Y aconteció que yendo ellos, uno le dijo en el camino: Señor, te seguiré donde quiera que fueres.
58 En Jezus zeide tot hem: De vossen hebben holen, en de vogelen des hemels nesten; maar de Zoon des mensen heeft niet, waar Hij het hoofd nederlegge.

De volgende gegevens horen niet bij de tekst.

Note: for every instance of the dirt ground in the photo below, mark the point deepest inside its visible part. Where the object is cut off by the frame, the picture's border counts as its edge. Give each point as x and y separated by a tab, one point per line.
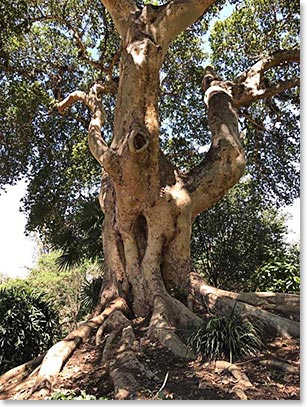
181	380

Y le dijo Jesus: Las zorras tienen cuevas, y las aves de los cielos nidos; mas el Hijo del hombre no tiene donde recline la cabeza,
59 En Hij zeide tot een anderen: Volg Mij. Doch hij zeide: Heere, laat mij toe, dat ik heenga, en eerst mijn vader begrave.
Y dijo á otro: Sígueme. Y él dijo: Señor, déjame que primero vaya y entierre á mi padre.
60 Maar Jezus zeide tot hem: Laat de doden hun doden begraven; doch gij, ga heen en verkondig het Koninkrijk Gods.
Y Jesus le dijo: Deja á los muertos que entierren á sus muertos; y tú vé, y anuncia el reino de Dios.
61 En ook een ander zeide: Heere, ik zal U volgen; maar laat mij eerst toe, dat ik afscheid neme van degenen, die in mijn huis zijn.
Entónces tambien dijo otro: Te seguiré, Señor; mas déjame que me despida primero de los que están en mi casa.
62 En Jezus zeide tot hem: Niemand, die zijn hand aan den ploeg slaat, en ziet naar hetgeen achter is, is bekwaam tot het Koninkrijk Gods.
Y Jesus le dijo: Ninguno que poniendo su mano al arado mira atrás, es apto para el reino de Dios.